All right, so I was wrong again. I figured that the result in the Casey Anthony trial would have resulted in some praise for the prevailing attorney, Jose Baez, even from those quarters that had been highly critical of him. But it’s barely been a speed bump in all the second guessing and criticism.
But a lot of lawyers should really go to school on this one. It is rich with subtle decisions and “tactics”, if you want to call them that, which contributed to the result.
I want to deal today with just one aspect of how brilliant Baez was. I’m taking a little license here because I don’t know exactly what he knew, but I am at least educated guessing.
In deciding what to put forward as the competing narrative there were two ways to go. The “fact” that Baez was going on, presumably from his client, was that she was confronted by her father holding the body of her toddler, who had allegedly, according to the father, drowned in the pool.
How do you know that the child drowned in the pool? You don’t. All you know is what your client observed, and what her father stated.
The observation supports an inference that the child accidentally drowned in the pool, to be sure. But it would also support the far less likely inference that perhaps the father killed the child. After all, he is there, holding the child’s body.

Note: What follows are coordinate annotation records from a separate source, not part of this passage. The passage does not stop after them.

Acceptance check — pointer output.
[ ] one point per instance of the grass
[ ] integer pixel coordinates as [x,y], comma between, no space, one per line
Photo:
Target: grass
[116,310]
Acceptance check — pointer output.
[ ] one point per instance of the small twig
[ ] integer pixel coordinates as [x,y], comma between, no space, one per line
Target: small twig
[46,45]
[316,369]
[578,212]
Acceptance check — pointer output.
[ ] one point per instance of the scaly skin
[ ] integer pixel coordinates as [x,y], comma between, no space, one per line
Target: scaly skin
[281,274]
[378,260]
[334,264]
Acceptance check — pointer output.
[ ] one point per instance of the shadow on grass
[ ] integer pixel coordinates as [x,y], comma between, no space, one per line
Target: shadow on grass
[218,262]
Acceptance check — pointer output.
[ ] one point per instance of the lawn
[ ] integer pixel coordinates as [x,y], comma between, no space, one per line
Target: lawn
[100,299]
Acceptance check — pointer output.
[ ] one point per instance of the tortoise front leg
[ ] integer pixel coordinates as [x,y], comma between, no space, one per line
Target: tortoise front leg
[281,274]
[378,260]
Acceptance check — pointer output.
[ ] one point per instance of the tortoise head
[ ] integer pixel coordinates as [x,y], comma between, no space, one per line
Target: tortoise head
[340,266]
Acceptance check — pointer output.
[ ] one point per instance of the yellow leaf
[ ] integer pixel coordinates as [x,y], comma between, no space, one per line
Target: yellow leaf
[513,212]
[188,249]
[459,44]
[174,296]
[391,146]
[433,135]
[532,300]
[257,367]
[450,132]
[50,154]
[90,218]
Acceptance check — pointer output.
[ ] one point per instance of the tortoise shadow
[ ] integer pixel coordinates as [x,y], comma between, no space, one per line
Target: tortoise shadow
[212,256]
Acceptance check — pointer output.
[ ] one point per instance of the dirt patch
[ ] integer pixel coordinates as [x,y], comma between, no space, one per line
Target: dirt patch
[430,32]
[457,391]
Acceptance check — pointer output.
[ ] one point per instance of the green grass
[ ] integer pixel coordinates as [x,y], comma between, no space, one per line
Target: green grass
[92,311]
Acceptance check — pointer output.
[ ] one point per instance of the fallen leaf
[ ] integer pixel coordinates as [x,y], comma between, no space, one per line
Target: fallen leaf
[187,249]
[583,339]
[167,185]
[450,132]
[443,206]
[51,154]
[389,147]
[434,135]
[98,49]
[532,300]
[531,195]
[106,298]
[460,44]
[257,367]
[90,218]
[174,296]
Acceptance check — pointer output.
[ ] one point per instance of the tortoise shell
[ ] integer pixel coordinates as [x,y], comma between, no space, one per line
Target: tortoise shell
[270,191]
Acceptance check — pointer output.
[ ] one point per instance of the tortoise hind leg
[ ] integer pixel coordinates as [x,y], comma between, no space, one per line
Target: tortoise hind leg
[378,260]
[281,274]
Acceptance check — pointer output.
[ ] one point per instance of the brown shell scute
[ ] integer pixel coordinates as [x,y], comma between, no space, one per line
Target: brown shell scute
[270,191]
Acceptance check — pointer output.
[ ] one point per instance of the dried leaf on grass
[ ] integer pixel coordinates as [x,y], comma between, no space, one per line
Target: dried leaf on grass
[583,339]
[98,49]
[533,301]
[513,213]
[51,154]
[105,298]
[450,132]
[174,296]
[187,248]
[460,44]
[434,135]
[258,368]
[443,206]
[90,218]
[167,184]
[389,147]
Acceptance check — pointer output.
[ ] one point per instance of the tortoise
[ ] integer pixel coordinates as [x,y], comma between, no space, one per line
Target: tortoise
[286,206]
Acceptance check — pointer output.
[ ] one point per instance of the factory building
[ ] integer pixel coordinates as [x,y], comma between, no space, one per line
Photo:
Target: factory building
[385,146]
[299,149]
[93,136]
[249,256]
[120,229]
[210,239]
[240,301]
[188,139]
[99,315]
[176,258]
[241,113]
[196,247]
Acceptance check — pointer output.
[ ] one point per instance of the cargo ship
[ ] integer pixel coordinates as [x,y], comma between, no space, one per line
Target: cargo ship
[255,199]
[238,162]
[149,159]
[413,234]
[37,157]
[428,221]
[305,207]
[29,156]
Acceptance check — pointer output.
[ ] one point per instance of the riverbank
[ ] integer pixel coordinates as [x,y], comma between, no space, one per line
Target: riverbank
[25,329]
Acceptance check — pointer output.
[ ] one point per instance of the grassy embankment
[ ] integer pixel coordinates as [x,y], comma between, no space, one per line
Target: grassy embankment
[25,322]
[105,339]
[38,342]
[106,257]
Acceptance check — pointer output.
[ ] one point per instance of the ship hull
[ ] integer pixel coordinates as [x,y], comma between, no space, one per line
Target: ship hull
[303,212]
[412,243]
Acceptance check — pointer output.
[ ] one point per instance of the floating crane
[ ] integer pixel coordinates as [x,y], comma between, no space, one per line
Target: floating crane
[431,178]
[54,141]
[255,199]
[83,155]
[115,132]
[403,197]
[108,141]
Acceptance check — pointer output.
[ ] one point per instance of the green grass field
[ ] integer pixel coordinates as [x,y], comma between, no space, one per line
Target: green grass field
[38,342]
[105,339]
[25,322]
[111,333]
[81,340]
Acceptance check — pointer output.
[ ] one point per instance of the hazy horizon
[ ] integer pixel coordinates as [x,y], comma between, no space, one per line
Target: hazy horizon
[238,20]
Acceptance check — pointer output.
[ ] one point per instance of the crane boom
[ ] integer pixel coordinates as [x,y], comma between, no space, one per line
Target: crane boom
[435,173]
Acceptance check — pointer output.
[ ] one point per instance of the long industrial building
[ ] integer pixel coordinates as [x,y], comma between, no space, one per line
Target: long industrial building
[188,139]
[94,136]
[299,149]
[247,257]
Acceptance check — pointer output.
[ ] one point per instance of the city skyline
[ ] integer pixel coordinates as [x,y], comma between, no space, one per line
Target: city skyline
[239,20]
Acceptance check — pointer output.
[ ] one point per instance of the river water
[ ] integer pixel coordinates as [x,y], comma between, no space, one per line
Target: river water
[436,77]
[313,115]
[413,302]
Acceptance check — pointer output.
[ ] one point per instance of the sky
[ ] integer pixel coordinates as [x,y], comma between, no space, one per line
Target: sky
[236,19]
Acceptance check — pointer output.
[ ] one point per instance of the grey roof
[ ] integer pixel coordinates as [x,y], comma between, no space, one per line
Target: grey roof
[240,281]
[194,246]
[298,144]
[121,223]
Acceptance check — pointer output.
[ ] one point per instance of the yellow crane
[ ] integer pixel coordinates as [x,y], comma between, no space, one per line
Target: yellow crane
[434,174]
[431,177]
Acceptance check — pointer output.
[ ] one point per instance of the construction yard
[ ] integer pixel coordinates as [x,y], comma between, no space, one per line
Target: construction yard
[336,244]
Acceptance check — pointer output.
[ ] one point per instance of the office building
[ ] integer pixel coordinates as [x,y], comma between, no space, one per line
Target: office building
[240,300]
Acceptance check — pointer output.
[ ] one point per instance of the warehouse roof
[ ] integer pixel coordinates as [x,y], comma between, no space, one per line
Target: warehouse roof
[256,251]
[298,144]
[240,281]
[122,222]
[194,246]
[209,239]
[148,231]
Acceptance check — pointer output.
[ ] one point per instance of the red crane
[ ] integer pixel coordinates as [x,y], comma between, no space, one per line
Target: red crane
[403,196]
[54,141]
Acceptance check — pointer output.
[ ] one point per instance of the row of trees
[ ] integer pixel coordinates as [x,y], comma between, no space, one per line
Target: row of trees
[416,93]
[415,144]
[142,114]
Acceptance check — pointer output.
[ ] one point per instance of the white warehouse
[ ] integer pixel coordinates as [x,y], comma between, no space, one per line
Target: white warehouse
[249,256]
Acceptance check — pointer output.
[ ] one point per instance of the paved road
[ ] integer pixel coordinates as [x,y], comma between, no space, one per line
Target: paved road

So, do you put forward a narrative where the child dies accidentally or do you go further and put forward a narrative that the father killed the child? The information you have could be used either way.
Baez, in a very interesting contrast to what police and prosecutors often do, goes conservative, at least in that sense. I mean, the whole idea is quite bold, but at least in this way he didn’t go as far as he could have.
Now, this was brilliant jury trial lawyering. The guy is extremely talented. This is an example of something like an instinct, something that you probably can’t teach.
It would certainly have been more sensational and made for what would be perceived as a “stronger” defense to accuse the father of actually killing the child. But the dynamic this sets up is too high a hill to climb for the jury. It makes them feel as if by acquitting the defendant they are convicting the father. That is too stark and dramatic a deviation for them to accept, and if you put it that way – convict the defendant or convict her father – they’re more likely to convict the defendant, who after all sits in the dock already accused.
So while you might even suspect that the father killed the toddler and you certainly have at least some reason to believe it, you don’t allege that. That way, the jury doesn’t have to make such a stark choice. You’ve raised questions and hinted at an alternate villain, but you don’t go all out at him. This is in complete harmony with other arguments you’re going to make: principally, that nobody knows what happened here.
This is the theme that you can keep coming back to, over and over, with every witness, in your opening, in your closing – nobody knows what happened here. And when everything points to that no matter which way you come at the problem, it’s almost like it leaves the jury little choice but to decide that, yes, nobody knows what happened here, and neither do we. Not guilty.
Notice, too, how does the prosecution counter this? They can’t.
One really funny thing is that all the pundits were talking about how “methodical” the prosecution was. And all the while it was Baez who was being methodical. He was methodically crafting and building a defense, under the radar, that resonated and harmonized with just about all the evidence, even the evidence presented by his opponents.
Prosecuting is construction: two by fours, hammers and nails. Defending is poetry: rhythm, rhyme, cadence.
Baez just has it. Can’t find it just now, but I saw him quoted as saying that he is always thinking about the jury. That’s the way a brilliant trial lawyer is, in my opinion.